La réunion au niveau ministériel des 57 membres de l’Organisation de la coopération islamique (OCI) s’est tenue alors qu’une vive tension continue de régner autour du site saint dans la Vieille Ville de Jérusalem, en dépit du retrait des détecteurs de métaux et de toutes les mesures de sécurité mises en place par Israël à la mi-juillet après une attaque meurtrière ayant coûté la vie à deux policiers israéliens.

Parlant à l’ouverture de la réunion, le ministre palestinien des Affaires étrangères Riyad al-Maliki a accusé le Premier ministre israélien Benjamin Netanyahu de chercher toujours à modifier le statu quo en place depuis plusieurs décennies, aux termes duquel les musulmans ont le droit de prier sur le mont du Temple de jour comme de nuit, tandis que les Juifs peuvent s’y rendre à certaines heures, mais pas y organiser des prières.

« Netanyahu va essayer de nouveau d’imposer son statu quo et nous devons nous préparer pour le prochain round, qui pourrait arriver très bientôt et être très rude », a déclaré M. Maliki.

La levée de mesures israéliennes « est une petite victoire dans une longue bataille pour la liberté », a-t-il ajouté.

Le chef de la diplomatie turque Mevlut Cavusoglu, dont le pays est le président en exercice de l’OCI, a pour sa part appelé les pays musulmans à soutenir les Palestiniens « avec des actes et non pas des paroles ».

Mevlüt Cavusoglu, ministre turc des Affaires étrangères. (Crédit : capture d'écran YouTube)
Mevlüt Cavusoglu, ministre turc des Affaires étrangères. (Crédit : capture d’écran YouTube)

« Nous devons agir pour protéger la mosquée Al-Aqsa et la Palestine », a-t-il ajouté en réitérant l’appel lancé il y a quelques jours par le président turc Recep Tayyip Erdogan à tous les musulmans de visiter Jérusalem.

Dans un communiqué diffusé à l’issue de la réunion, l’OCI a « fermement condamné les récentes actions provocatrices d’Israël, dont la fermeture de l’esplanade des Mosquées et l’interdiction faite aux Palestiniens, musulmans et chrétiens, de prier dans les lieux saints à Jérusalem ».

Le groupe pan-islamique a affirmé que l’esplanade était « un sanctuaire appartenant à l’islam ».

Les ministres de l’OCI ont également rejeté toute mesure israélienne « susceptible de porter préjudice au droit palestinien d’une pleine souveraineté sur Jérusalem-est en tant que capitale de l’Etat de Palestine ».

Un calme relatif a été restauré à Jérusalem cette semaine après presque deux semaines de manifestations palestiniennes pour protester contre les mesures de sécurité au mont du Temple, mises en place après l’attaque terroriste du 14 juillet où trois Arabes israéliens ont abattu deux policiers israéliens avec des armes qu’ils avaient introduites clandestinement dans le complexe.

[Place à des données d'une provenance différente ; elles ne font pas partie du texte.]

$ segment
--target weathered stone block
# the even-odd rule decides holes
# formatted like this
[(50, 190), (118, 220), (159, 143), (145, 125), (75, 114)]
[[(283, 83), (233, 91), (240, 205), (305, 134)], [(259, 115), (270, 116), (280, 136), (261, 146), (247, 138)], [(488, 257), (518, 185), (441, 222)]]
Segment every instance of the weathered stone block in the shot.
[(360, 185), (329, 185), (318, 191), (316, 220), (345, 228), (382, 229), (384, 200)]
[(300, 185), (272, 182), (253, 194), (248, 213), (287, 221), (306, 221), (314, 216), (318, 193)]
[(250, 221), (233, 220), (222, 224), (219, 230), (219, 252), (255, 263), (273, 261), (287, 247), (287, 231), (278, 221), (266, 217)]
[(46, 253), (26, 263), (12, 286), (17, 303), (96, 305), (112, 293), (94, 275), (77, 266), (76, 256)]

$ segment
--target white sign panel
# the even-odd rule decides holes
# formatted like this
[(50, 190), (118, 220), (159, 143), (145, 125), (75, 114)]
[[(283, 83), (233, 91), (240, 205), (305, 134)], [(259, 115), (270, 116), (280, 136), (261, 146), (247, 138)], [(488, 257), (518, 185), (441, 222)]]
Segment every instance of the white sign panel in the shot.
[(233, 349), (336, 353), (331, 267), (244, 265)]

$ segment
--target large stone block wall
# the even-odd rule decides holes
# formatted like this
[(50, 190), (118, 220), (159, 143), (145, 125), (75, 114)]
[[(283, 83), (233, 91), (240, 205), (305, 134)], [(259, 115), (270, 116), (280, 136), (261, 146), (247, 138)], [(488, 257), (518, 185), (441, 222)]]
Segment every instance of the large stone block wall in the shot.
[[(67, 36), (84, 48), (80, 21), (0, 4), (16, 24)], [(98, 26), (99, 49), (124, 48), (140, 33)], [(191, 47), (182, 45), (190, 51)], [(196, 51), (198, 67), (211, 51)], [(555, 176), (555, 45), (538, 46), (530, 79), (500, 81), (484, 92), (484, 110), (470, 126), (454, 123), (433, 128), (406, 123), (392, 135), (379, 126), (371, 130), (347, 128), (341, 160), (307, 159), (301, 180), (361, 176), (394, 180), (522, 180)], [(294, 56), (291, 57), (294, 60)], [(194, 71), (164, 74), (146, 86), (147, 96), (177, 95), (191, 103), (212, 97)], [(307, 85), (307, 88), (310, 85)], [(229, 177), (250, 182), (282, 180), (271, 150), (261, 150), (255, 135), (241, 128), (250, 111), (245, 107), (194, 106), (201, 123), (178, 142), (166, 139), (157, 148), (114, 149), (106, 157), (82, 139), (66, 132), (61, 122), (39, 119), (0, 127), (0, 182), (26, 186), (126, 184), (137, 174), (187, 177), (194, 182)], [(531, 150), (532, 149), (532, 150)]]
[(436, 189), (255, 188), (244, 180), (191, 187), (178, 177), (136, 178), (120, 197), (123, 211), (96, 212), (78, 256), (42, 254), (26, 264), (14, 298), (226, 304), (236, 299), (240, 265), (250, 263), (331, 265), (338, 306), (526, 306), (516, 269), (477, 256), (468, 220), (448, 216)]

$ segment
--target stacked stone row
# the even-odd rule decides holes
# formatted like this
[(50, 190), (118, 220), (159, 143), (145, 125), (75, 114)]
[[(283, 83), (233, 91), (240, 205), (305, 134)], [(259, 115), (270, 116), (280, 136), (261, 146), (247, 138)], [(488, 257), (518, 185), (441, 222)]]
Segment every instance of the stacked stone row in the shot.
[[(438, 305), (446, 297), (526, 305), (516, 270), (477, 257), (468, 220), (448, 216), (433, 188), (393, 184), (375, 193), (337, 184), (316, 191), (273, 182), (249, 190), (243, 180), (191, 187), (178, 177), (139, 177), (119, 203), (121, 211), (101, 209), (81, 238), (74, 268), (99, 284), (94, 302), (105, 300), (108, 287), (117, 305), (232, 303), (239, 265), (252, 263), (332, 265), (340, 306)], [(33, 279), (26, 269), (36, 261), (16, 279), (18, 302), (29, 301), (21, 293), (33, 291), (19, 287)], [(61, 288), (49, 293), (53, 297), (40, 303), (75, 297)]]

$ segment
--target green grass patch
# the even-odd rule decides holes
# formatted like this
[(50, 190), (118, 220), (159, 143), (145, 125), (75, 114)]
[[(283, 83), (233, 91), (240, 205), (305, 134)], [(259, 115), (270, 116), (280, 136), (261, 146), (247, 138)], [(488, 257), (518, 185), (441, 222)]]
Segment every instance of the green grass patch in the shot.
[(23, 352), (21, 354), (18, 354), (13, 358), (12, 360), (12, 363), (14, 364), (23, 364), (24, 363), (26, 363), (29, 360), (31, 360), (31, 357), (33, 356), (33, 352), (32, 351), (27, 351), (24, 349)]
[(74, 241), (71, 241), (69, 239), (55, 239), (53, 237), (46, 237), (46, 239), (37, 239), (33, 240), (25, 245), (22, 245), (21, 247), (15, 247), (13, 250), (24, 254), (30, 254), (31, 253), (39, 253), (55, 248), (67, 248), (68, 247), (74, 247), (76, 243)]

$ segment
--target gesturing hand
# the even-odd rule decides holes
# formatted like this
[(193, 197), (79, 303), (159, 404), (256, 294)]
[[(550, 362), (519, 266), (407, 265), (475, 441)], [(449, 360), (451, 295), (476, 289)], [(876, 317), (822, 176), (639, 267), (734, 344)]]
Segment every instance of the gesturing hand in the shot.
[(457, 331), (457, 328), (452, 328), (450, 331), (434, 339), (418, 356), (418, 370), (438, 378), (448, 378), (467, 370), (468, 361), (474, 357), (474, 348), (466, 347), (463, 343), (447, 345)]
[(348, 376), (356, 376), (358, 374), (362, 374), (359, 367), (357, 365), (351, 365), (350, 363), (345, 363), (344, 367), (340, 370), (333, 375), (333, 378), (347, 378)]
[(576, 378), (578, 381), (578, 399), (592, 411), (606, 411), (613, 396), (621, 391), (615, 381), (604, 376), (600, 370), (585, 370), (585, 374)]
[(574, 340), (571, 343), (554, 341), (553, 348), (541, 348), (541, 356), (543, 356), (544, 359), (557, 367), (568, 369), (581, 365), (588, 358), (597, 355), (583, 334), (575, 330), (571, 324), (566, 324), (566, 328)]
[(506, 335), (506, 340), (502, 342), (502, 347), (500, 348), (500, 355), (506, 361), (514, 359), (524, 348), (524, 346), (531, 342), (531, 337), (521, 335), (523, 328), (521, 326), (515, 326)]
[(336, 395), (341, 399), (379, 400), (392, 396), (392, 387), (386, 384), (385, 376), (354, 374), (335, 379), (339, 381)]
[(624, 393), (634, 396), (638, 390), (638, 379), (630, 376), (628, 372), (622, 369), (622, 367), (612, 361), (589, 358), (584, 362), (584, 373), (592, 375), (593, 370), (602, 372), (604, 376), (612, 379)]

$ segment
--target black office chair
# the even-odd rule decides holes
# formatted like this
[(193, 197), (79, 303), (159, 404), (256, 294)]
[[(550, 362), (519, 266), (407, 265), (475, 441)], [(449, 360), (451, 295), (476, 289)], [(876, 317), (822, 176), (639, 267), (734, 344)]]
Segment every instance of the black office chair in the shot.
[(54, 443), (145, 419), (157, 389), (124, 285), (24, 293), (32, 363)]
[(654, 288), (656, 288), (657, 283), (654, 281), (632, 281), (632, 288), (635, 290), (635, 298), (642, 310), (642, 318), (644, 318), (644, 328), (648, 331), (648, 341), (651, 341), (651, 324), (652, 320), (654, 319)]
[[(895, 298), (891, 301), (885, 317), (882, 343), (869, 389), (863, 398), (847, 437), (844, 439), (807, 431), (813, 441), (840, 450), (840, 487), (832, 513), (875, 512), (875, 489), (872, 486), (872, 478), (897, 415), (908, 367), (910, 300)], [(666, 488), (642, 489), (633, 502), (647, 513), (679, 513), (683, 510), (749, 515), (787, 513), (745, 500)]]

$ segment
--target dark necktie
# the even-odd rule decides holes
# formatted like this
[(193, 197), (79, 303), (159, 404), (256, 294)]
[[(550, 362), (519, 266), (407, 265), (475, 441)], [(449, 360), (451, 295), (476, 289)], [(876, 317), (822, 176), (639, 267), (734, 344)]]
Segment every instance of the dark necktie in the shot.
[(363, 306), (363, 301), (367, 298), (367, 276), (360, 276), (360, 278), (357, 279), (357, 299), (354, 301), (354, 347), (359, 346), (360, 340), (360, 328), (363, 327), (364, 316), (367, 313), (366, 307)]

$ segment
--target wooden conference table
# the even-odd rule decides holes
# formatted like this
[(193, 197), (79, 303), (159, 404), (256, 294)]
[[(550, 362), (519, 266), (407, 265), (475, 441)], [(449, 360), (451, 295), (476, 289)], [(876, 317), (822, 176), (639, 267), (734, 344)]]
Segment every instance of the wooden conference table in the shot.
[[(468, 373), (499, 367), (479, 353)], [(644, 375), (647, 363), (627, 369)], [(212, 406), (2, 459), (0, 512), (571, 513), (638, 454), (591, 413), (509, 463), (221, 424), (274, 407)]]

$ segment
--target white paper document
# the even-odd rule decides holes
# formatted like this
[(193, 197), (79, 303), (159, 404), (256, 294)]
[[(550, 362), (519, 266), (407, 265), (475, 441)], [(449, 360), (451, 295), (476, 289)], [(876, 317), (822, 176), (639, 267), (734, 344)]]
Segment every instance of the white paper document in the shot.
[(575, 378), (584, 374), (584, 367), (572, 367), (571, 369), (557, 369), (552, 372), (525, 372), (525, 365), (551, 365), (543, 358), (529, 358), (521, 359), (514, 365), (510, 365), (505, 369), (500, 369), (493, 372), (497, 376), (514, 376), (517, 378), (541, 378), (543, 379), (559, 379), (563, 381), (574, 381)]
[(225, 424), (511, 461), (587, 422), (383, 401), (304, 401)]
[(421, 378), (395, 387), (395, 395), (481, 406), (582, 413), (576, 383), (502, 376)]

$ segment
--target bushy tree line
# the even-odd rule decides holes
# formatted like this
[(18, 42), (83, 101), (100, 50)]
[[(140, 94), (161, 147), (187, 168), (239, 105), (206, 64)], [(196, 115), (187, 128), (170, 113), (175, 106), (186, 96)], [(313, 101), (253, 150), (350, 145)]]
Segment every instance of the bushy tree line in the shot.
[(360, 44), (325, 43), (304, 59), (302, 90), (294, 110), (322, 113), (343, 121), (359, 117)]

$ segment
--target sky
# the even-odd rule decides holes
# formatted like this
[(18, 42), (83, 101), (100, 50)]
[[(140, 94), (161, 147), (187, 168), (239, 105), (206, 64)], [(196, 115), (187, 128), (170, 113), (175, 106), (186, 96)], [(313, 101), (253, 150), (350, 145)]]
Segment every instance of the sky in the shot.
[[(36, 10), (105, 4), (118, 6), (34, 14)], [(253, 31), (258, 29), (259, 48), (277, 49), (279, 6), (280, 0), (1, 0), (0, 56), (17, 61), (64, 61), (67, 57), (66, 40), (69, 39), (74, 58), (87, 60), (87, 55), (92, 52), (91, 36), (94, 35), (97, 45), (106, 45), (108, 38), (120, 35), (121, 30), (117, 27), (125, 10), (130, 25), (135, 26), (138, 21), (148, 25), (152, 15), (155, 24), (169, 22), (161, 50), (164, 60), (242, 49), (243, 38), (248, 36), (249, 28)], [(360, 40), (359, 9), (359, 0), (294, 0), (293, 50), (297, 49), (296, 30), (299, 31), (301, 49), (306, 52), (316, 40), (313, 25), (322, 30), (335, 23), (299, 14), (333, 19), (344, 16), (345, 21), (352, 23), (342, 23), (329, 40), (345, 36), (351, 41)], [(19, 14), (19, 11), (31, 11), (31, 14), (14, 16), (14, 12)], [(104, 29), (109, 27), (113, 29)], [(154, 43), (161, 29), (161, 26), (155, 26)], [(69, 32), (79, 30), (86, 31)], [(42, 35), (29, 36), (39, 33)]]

Les fidèles musulmans avaient refusé d’entrer au mont du Temple jusqu’à ce que les installations de sécurité aux entrées du site aient été enlevées et les manifestants palestiniens ont organisé des manifestations quasi-quotidiennement dans et autour de Jérusalem-Est et en Cisjordanie, dont certaines ont été violentes.

Les entrées du mont du Temple sont contrôlées par Israël. Le site est le lieu le plus saint du judaïsme mais est géré par la Jordanie via le Waqf.

Confronté à de fortes pressions internationales, Netanyahu a finalement reculé, annonçant d’abord le retrait des détecteurs de métaux puis de toutes les nouvelles mesures de sécurité.